Sáenz disse que desde o primeiro caso no último 18 de março, 885 pessoas receberam tratamento e 370 se recuperaram.

O relatório revela um aumento da pandemia pela segunda semana consecutiva, mas as autoridades ainda não reconheceram a existência transmissão comunitária.

A ONG Observatório Cidadão contabilizou 2.300 casos até 20 de maio, mais de 400 mortes e um sistema de saúde em colapso.

A diretora da Organização Pan-Americana da Saúde (OPAS), Clarissa Etienne, disse nesta terça em Washington que já existe "transmissão comunitária" na Nicarágua, o que indica que o vírus circula em um território sem que as autoridades de saúde possam perceber a origem dos casos.

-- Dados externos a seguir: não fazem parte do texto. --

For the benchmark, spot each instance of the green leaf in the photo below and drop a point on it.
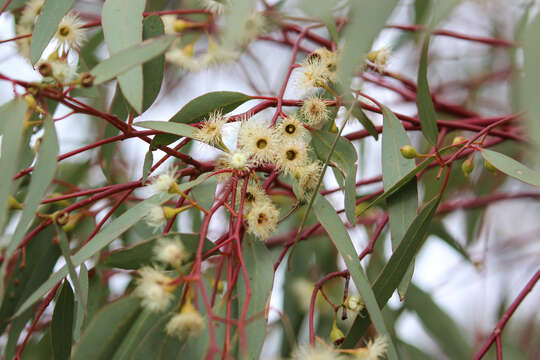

Etienne alertou que as projeções são de um "aumento acentuado" da pandemia para esse país de 6,2 milhões de pessoas.

"Projetamos um forte aumento de casos na Nicarágua, independentemente das limitações que temos no acesso aos dados", disse Etienne durante uma videoconferência em Washington.

Ciro Ugarte, diretor de emergência da Opas, considerou que para reduzir o impacto da pandemia, "é essencial tornar transparentes os dados" da COVID-19, para que a população possa tomar medidas de precaução adequadas.

A Opas solicitou o envio de especialistas para realizar uma avaliação epidemiológica do país, mas o governo não respondeu ao pedido, segundo a organização.

A Nicarágua não estabeleceu medidas de contenção para impedir a disseminação do coronavírus, e até promove aglomerações, questões criticadas pelas organizações internacionais e dos direitos humanos.